Dans le Bade-Wurtemberg, en Allemagne, et juste un peu à côté, si l’on y associe Bâle, en Suisse, on se dispute les expositions sur l’automobile. Au point que certaines œuvres qui figurent dans le catalogue de l’une sont en fait exposées dans l’autre. La raison en est que la première automobile allemande naissait dans la région, il y a 125 ans. Un brevet a été déposé par Carl Benz pour son tricycle à moteur, le 29 janvier 1886. D’où cet été de l’automobile dont le paradoxe est qu’il intervient juste après que les élections aient porté les Verts au pouvoir du Land. Ils ont pu arguer que les choses avaient été décidées avant leur arrivée. Ils semblent cependant moins portés sur la question du CO2 que sur celle du nucléaire un peu à l’inverse des écologistes français.
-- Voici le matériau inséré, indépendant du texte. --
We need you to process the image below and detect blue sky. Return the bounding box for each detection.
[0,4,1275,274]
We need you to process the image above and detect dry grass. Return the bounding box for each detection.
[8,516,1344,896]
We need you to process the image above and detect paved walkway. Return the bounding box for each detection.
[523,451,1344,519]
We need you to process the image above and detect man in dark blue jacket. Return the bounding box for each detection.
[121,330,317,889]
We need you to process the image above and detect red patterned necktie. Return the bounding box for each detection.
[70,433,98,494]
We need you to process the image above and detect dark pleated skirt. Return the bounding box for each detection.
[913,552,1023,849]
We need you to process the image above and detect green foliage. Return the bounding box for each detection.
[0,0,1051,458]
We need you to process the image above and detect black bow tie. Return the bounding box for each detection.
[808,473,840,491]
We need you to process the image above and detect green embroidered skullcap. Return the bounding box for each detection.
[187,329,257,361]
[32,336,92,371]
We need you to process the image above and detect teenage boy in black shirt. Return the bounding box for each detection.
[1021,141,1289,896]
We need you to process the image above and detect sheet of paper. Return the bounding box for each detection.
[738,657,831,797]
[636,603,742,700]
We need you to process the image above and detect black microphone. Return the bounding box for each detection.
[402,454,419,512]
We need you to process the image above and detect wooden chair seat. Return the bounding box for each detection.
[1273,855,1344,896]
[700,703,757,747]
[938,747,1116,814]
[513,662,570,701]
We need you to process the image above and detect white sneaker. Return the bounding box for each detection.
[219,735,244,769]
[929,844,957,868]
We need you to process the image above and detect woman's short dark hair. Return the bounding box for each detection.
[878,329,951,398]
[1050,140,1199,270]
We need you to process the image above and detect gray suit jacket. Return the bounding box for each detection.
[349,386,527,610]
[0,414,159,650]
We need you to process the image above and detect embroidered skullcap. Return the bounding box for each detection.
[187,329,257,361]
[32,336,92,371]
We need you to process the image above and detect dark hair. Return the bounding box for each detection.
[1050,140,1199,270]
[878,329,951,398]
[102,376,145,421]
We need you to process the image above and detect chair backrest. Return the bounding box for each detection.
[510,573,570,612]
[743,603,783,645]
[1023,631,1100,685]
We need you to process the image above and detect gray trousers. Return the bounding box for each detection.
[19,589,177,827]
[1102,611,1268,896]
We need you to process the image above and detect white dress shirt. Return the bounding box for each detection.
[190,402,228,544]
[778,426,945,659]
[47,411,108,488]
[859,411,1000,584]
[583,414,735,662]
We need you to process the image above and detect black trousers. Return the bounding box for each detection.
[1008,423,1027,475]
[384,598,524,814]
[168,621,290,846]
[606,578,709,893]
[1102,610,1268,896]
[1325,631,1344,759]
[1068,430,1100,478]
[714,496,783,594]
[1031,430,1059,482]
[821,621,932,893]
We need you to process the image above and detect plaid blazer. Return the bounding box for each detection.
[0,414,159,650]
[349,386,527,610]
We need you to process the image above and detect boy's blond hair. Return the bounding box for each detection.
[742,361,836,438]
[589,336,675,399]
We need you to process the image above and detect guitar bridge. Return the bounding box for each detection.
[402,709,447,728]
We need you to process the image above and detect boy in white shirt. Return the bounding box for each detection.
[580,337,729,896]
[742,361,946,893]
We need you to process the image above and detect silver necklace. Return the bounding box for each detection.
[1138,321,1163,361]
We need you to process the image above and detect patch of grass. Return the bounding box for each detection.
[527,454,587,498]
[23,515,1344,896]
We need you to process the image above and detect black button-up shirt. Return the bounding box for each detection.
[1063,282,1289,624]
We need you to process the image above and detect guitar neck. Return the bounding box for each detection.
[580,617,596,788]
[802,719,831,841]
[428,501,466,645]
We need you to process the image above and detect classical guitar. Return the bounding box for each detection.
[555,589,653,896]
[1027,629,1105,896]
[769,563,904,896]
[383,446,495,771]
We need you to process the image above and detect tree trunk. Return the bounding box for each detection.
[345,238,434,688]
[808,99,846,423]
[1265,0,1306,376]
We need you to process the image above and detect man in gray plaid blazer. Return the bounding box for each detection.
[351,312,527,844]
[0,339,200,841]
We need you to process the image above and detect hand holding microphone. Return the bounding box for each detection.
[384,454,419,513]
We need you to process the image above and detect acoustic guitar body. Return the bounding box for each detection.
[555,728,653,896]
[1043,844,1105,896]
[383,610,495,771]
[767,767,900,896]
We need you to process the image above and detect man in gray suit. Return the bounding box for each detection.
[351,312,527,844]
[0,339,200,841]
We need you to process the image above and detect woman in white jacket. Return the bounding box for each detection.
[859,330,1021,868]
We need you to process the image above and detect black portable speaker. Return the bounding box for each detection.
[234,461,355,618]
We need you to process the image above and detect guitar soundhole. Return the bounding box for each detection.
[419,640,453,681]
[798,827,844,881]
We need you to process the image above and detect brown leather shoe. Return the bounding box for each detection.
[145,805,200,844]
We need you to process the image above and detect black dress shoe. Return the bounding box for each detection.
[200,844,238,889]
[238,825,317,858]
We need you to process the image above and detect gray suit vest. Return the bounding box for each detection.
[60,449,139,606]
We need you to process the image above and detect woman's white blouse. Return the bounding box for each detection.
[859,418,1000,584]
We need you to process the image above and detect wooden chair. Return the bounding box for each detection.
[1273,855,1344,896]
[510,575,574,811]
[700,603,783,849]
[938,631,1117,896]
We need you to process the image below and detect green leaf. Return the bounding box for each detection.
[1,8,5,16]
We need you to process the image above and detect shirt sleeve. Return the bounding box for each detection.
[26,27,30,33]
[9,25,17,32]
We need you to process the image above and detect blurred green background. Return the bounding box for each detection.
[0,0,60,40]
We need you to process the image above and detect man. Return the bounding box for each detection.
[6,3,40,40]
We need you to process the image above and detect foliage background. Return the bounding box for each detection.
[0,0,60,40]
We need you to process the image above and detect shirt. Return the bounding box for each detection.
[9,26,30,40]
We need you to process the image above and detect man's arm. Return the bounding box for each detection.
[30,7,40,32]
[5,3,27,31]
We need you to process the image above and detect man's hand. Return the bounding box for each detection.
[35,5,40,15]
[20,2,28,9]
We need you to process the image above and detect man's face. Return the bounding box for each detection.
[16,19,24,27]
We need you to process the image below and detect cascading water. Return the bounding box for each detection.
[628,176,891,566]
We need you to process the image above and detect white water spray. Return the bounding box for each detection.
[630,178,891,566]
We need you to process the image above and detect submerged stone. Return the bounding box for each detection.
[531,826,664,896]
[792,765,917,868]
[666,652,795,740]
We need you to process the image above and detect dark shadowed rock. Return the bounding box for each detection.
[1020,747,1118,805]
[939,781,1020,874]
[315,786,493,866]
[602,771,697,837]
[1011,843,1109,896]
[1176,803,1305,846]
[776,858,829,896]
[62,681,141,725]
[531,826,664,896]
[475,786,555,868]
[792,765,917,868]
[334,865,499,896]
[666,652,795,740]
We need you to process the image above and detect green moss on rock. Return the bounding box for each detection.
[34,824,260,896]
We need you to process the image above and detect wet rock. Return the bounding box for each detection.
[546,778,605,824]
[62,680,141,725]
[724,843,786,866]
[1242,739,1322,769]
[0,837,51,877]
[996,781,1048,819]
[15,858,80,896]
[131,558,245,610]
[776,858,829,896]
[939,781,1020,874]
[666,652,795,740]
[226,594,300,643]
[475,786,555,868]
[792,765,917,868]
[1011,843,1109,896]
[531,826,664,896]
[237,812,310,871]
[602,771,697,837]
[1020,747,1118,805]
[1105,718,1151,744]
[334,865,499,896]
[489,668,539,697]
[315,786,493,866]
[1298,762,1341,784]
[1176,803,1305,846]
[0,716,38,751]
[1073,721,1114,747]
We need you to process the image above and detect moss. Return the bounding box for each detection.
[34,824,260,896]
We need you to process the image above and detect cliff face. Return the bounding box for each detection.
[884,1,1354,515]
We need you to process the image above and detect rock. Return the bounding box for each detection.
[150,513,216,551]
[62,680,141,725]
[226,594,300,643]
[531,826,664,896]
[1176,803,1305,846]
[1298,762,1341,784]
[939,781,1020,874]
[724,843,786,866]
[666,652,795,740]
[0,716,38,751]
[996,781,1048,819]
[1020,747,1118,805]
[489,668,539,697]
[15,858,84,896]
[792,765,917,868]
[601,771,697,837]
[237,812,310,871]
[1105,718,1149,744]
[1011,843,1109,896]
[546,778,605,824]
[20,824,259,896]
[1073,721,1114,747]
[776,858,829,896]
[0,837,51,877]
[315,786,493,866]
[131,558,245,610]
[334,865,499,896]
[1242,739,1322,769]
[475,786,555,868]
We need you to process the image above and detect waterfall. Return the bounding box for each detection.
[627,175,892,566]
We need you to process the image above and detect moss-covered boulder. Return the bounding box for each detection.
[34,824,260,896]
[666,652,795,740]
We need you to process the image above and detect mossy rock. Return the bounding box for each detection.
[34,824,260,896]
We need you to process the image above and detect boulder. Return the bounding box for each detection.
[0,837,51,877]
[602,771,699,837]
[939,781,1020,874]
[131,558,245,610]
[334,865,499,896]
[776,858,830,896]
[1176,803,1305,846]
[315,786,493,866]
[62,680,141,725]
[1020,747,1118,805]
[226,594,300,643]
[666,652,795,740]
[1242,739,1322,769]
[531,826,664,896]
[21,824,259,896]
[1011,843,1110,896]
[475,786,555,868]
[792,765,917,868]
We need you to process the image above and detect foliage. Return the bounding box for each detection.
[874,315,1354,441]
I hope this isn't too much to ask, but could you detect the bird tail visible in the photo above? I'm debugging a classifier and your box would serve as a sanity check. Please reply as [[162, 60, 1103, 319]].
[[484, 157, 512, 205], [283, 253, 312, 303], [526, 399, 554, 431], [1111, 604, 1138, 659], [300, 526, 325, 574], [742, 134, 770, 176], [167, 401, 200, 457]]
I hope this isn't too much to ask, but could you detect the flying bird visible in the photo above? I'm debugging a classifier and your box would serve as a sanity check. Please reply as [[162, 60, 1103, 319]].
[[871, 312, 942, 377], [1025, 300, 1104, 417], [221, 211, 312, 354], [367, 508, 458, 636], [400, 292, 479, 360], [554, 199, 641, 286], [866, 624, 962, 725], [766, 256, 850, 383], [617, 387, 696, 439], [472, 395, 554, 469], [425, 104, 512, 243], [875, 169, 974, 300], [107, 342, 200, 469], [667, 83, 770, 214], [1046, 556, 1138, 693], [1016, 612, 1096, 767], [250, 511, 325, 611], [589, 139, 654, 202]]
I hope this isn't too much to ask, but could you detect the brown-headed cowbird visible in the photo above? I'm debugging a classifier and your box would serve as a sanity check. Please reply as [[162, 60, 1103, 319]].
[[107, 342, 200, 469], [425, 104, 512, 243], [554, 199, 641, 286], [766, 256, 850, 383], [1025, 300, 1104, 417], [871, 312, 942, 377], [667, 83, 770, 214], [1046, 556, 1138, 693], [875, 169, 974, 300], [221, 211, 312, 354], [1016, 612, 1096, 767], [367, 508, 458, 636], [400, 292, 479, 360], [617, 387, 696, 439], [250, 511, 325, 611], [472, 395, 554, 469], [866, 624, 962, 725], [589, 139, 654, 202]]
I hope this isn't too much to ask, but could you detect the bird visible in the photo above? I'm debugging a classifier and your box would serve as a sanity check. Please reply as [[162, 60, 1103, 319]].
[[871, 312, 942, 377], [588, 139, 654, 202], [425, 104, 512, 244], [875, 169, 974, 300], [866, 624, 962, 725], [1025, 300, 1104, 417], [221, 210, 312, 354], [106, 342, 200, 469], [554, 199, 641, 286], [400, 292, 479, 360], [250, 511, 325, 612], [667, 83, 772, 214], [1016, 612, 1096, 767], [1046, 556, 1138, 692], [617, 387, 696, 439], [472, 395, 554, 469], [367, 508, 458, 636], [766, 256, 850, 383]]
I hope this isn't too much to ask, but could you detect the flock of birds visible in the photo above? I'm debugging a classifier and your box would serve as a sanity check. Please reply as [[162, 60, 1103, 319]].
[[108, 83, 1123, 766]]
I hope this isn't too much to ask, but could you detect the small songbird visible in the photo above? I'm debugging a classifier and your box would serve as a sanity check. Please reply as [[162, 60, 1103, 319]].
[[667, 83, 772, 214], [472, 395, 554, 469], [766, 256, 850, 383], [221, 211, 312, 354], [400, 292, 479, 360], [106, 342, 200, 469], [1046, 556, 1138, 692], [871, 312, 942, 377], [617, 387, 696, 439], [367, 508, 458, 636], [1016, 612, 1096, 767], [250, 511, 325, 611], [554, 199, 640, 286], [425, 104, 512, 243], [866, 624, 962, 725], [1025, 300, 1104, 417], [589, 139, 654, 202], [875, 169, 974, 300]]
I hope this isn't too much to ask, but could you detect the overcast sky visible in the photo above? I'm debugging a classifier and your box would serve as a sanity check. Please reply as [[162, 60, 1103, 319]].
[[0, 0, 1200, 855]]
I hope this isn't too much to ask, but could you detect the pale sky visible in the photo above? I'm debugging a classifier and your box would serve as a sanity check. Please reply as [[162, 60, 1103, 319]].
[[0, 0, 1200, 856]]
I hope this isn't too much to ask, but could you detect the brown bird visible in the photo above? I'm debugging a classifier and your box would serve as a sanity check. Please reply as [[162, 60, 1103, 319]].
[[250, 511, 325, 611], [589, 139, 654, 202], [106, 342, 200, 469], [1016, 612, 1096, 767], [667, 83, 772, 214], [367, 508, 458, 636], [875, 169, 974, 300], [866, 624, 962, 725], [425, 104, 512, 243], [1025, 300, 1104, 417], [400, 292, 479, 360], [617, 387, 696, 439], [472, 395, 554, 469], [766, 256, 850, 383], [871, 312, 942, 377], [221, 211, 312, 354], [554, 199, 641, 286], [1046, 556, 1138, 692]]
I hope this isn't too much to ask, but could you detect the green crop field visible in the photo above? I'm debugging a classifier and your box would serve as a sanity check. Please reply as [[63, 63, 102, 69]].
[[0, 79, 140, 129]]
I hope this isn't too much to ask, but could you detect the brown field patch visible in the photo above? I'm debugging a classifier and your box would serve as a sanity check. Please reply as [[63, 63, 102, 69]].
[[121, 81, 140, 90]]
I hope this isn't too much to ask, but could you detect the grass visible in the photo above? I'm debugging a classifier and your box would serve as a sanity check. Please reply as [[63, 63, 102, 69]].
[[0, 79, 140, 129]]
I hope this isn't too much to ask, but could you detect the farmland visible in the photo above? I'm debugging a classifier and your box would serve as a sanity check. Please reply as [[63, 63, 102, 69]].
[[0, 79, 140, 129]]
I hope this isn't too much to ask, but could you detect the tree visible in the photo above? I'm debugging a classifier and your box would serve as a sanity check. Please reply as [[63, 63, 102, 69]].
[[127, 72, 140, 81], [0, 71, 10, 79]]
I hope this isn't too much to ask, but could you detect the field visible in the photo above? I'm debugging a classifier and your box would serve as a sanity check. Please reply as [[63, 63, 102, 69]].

On peut évidemment se demander si 125 ans est un chiffre qui mérite une commémoration. Peut-être que la crise y a aidé. On oublie en effet trop vite que le début de la crise financière aux Etats-Unis était accompagné de celle de General Motors. Et l’Allemagne qui a énormément investit dans l’automobile après guerre au point d’en faire un élément central de son identité est le pays qui avec les Etats-Unis a le plus mobilisé d’aides de l’Etat pour maintenir la branche à flot.
La première impression que fait l’exposition est d’entrée plus iconoclaste que celle du musée Tinguely dont nous avons parlé au début de l’été …
…et critique :
Ci-dessus pour ne pas trop multiplier les photographies – il y a beaucoup d’objets intéressants – une vue de plusieurs œuvres en particulier : Disgrâce d’Elmsgreen & Dragset 2006 où la voiture apparaît enduite de goudron et de plumes comme un vulgaire Dalton. Elle est survolée par l’Hélicoptère n°21, le véhicule de fuite et de libération de Franz Ackerman. Au fond des images de voitures enfouies provenant de Cadillac Ranch par le groupe Arnt Farm.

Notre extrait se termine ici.